I
Sermaize, however, was not to be the scene of my future labours. The honour was reserved for Bar-le-Duc, the captital city of the Meuse, the seat of a Prefecture, and proud manufacturer of a very special jam, "Confitures de Bar-le-Duc." The mouth waters at the very thought of it, but desire develops a limp when you have seen the initial processes of manufacture; for these consist in the removal by means of a finely-cut quill of every pip from every currant about to be boiled in the sacrificial pan. As you go through the streets in July you see white and crimson patches on the ground. They look disgustingly like something that has been chewed and spumed forth again. They are the discarded currant pips, for only the skin and pulp are made into jam.
This unpipping (have we any adequate translation for épepiner?), paid for at the rate of about four sous a pound, is sometimes carried on under the cleanliest of home conditions, but occasionally one sees a group of women at work round a table that makes jam for the moment the least appetising of comestibles. Nevertheless, if the good God ever places a pot of Confiture de Bar-le-Duc upon your table, eat it; eat it à la Russe with a spoon—don't insult it with bread—and you will become a god with nectar on your lips.
There were about four thousand refugees in Bar. That is why I was there too. And before I had been ten minutes in the town a hard-voiced woman said, "Would you please carry those seaux hygiéniques (sanitary pails) upstairs?" So much for my anticipatory thrills. If I ever go to heaven I shall be put in the back garden.
À la guerre, comme à la guerre. I carried the pails—a work of supererogation as it subsequently transpired, for they all had to be brought down again promptly, so heavily were they in demand.

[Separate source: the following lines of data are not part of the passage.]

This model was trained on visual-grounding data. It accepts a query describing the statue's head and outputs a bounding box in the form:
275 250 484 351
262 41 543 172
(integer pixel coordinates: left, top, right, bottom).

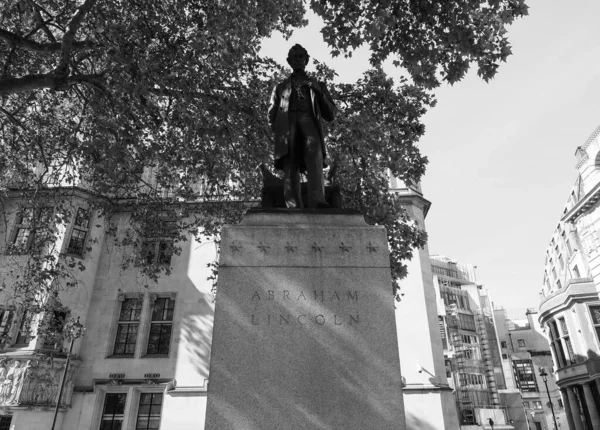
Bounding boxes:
287 43 310 70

For the sanitation of Bar-le-Duc has yet to be born.[2] One can't call arrangements that date from the fourteenth and fifteenth centuries sanitation, one can only call them self-advertisement. Until I went to Bar I never knew that the air could be solid with smell. One might as well walk up a sewer as up the Rue de l'Horloge on a hot day. Every man, woman and child in the town ought to have died of diphtheria, typhoid, septic poisoning, of a dozen gruesome diseases long ago. If smells could kill, Bar would be as depopulated as the Dead Cities of the Zuyder Zee. But the French seem to thrive on smells, though in all fairness I must admit that once or twice a grumble reached me. But that was when the cesspool under the window was discharging its contents into the yard.
The hard-voiced woman was hygienically mad. She imported a Sanitary Inspector, an ironic anomaly, who used to blush apoplectically through meals because she would discuss the undiscussable with him. "I hope you are not squeamish? We don't mind these things here," she said to me. "It is so stupid to be a prude."
Frankly, I could have slain that woman. She wasn't fit to live. The climax came on a broiling day when we were all exhausted and not a little sick from heat and smell. She pleasingly entertained us at dinner with a graphic description of a tubercular hip which she had been dressing. There was a manure heap outside the window of the sick child's room. It crawled with flies. So did the room. So did the hip.
She went back to the native sphere she should never have left a few days later, but in the meantime she had obsessed us all with a firm belief in the value of the seau hygiénique. Every refugee family should have one. Our first care must be to provide it. The obsession drove us into strange difficulties, as, for example, once in a neighbouring village where, trusting to my companion to keep the kindly but inquisitive Curé who accompanied us too deeply engaged in conversation to hear what I was saying, I asked the mother of a large family if she would like us to give her one.
"Qu'est que c'est? What did you say?"